Avances en Periodoncia v.14 n.2 Madrid jul. 2002

 


Láser Er:YAG en Periodoncia. Revisión bibliográfica

HERRERO SANCHEZ A *
GARCIA NUÑEZ JA **
Herrero Sánchez A, García Núñez JA. Láser Er:YAG en Periodoncia. Revisión bibliográfica. Av Periodon Implantol. 2002; 14,2: 63-68.

 

RESUMEN

Diferentes láseres, como el CO2, Nd:YAG y ArF se han propuesto en la terapéutica periodontal. La mayor parte de ellos no han alcanzado relevancia clínica, debido a los resultados insatisfactorios obtenidos en las superficies radiculares tratadas, la generación de efectos colaterales o la ausencia de terminales de aplicación adecuados. Sin embargo, el nuevo láser Er:YAG se muestra como una prometedora alternativa en la remoción de placa bacteriana y cálculo de las superficies radiculares afectas, gracias a su mecanismo de ablación termomecánica y a la ausencia de efectos térmicos secundarios. El propósito de este artículo es revisar las actuales aplicaciones del láser Er:YAG en la práctica periodontal.

PALABRAS CLAVE

Superficie radicular, raspaje, cálculo, cemento, láser Er:YAG, láser/periodoncia, láser/efectos adversos.

ABSTRACT

Different lasers, such as CO2, the Nd:YAG and the ArF have been proposed for use in periodontal therapy. Most systems have not reached clinical significance because of the unsattisfactory results of laser treated root surfaces, emergence of severe side effects, or the lack of suitable delivery systems.
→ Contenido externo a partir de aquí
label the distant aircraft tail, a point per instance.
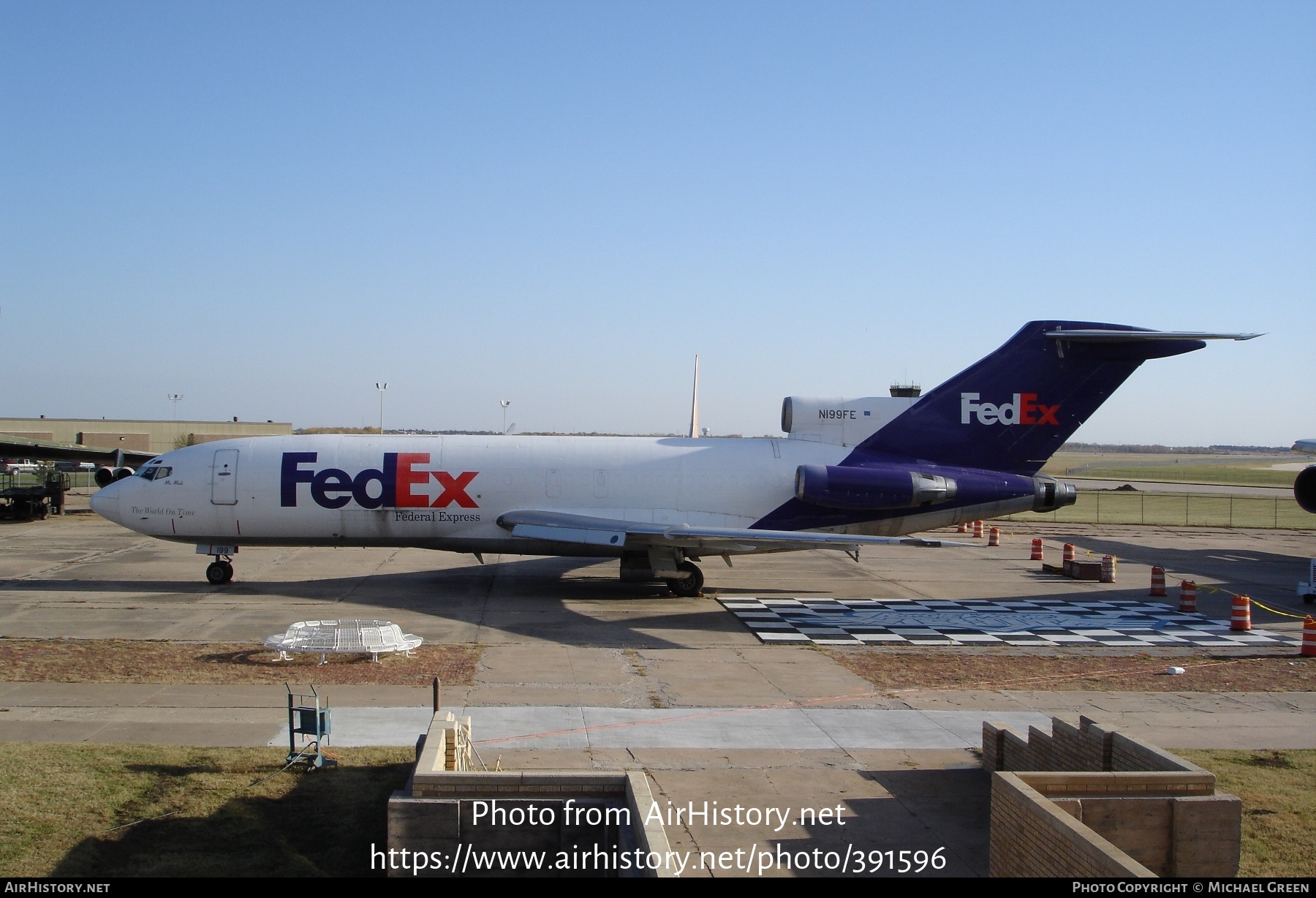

However, the recently introduced Er:YAG laser radiation appears to be a promising alternative means of removing microbial plaque and calculus from diseased tooth root surfaces, due to its thermo-mechanical ablation properties and the lack of thermal side effects. The purpose of this article is to review current applications of laser Er:YAG to periodontal practice.

KEY WORDS

Tooth root, scaling, dental calculus, cementum, Er:YAG laser, lasers/periodontic, lasers/adverse effects.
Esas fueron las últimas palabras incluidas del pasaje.